Keenan Raverty

Vice president, Bell Mortgage

St. Paul native Keenan Raverty, 42, started his career as a banker and transitioned into mortgage banking. He's a vice president at Bell Mortgage, Minnesota's oldest and largest privately owned mortgage-banking company. He's also the new president/chairman of the board of the Minnesota Mortgage Association (MMA), a trade group representing mortgage professionals statewide. Raverty says the group encourages education and professionalism in the industry while its members work to connect Minnesota consumers with appropriate and affordable mortgage loans.

Raverty is currently chairman of the MMA Government Affairs Committee and a member of the MMA board of governors. He's also a past president and board chairman of the Mortgage Bankers Association of Minnesota and the Mortgage Association of Minnesota.

Q: What's your primary role at Bell Mortgage?

A: Helping consumers write mortgages and managing certain areas of our production. Bell has traditionally had a very strong market share in Minnesota, and especially in the west metro, but has not had as strong of a market share in the east metro. I'm more of a St. Paul guy, and that's where my connections and roots are, so I joined Bell with the hope of growing our east metro/St. Paul-area production.

Q: What issues face the mortgage industry?

A: Fannie Mae and Freddie Mac — two large government-sponsored enterprises that backed the majority of the loans throughout our country — failed. They're insolvent and in government receivership. There's a lot of discussion about what's the future of the secondary mortgage market, which allows banks to sell mortgages. Where do loans ultimately get placed going forward?

Q: What are other issues from the crisis?

A: Landmark legislation passed called the Dodd-Frank Act. As part of that, there were required regulatory and compliance steps with staged implementation for the mortgage industry. By far the largest and most significant part of that has mandatory compliance by January 2014, so our members are really scrambling.

Q: Do you have concerns about Dodd-Frank?

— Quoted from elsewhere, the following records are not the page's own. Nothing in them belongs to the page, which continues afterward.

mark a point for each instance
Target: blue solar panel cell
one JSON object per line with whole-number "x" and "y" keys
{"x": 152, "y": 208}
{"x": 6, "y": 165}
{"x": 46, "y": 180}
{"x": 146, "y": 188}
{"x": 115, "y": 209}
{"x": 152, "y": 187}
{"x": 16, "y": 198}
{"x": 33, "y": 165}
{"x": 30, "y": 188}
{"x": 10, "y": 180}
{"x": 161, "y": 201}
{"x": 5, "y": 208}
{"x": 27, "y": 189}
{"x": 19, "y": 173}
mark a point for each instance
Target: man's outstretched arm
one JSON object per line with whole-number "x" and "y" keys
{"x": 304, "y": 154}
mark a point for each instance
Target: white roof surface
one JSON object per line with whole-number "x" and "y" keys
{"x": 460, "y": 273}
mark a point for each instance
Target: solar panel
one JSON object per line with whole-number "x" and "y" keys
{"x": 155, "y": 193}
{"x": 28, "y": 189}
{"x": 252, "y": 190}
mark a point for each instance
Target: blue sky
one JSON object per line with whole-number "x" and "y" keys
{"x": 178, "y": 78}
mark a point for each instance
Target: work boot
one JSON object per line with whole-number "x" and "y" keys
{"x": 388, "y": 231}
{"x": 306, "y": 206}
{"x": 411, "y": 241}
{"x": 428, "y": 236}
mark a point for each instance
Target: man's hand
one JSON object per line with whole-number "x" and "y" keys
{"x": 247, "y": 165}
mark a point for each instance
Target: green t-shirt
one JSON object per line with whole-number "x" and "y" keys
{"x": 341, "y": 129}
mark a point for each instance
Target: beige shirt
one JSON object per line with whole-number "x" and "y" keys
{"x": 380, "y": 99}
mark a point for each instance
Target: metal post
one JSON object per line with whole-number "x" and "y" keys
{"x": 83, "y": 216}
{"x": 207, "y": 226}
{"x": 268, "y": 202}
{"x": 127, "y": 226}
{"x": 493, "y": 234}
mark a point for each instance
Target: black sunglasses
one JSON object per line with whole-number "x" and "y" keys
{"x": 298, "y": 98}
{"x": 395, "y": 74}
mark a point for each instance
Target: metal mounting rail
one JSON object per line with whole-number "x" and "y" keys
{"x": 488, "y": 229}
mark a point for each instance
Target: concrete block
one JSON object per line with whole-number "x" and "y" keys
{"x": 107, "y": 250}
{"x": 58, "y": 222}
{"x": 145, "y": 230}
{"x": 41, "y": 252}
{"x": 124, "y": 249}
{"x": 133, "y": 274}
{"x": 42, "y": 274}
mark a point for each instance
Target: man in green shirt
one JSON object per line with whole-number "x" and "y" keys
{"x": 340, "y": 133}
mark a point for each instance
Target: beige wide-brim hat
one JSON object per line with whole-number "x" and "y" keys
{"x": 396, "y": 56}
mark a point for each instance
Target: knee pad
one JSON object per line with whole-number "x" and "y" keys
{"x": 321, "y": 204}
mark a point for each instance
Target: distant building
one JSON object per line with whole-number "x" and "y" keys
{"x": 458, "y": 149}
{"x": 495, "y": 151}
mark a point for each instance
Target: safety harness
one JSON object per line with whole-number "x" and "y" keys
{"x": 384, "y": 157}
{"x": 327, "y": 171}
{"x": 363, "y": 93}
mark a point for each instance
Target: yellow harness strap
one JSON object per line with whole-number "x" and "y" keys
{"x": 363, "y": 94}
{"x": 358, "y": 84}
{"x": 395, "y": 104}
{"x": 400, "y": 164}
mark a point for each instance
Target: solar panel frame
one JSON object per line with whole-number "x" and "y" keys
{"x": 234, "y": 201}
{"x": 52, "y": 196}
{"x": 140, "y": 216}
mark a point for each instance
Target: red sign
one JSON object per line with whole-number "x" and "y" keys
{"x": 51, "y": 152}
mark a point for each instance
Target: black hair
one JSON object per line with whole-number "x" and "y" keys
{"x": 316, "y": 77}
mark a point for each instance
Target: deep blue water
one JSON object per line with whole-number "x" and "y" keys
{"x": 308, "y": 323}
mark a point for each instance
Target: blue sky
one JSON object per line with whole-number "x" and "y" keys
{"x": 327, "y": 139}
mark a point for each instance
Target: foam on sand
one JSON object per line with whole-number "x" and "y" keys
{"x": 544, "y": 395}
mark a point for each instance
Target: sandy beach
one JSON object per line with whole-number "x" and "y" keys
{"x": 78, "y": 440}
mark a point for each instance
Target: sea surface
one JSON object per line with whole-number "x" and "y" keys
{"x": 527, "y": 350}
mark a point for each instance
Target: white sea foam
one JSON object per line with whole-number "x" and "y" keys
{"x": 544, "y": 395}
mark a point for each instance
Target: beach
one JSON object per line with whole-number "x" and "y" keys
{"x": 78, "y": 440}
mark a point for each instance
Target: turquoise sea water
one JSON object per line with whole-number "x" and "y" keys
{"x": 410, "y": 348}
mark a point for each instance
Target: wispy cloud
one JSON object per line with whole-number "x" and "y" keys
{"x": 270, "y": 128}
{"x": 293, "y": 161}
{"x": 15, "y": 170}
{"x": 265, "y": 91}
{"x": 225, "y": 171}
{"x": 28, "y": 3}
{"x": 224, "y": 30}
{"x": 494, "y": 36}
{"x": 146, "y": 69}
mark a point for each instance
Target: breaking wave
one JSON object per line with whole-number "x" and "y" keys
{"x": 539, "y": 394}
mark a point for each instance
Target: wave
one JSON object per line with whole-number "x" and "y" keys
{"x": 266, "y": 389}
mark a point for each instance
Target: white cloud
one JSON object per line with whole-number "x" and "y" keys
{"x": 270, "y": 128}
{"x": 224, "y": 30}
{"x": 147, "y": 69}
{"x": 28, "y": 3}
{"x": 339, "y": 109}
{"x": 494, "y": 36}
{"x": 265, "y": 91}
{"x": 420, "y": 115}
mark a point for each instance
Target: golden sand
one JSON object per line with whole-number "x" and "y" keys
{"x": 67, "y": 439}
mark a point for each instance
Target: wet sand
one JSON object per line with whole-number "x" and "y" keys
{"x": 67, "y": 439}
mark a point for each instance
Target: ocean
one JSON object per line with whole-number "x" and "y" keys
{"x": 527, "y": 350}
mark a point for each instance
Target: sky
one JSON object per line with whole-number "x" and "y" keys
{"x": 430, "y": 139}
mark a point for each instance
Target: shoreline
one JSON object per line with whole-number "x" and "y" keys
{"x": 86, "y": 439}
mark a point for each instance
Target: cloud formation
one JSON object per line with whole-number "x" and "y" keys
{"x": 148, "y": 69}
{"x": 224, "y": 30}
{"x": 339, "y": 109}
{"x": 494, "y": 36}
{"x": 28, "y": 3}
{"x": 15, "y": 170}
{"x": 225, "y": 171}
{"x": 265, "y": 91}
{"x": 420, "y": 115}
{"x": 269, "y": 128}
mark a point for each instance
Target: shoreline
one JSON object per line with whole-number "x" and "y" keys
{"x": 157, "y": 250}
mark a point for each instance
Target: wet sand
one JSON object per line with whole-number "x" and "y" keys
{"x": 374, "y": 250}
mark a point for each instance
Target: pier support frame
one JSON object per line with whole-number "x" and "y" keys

A: As an association and industry, I think ­consumers are best helped when they have lots of options for financing. The Dodd-Frank regulation was really written without regard to how big or small an organization is. Companies may need to hire a full-time compliance officer and engage additional accounting practices. We fear that it's at least possible that some of the smaller ­providers are going to decide to get out of the mortgage business, which ultimately, could mean fewer choices for consumers.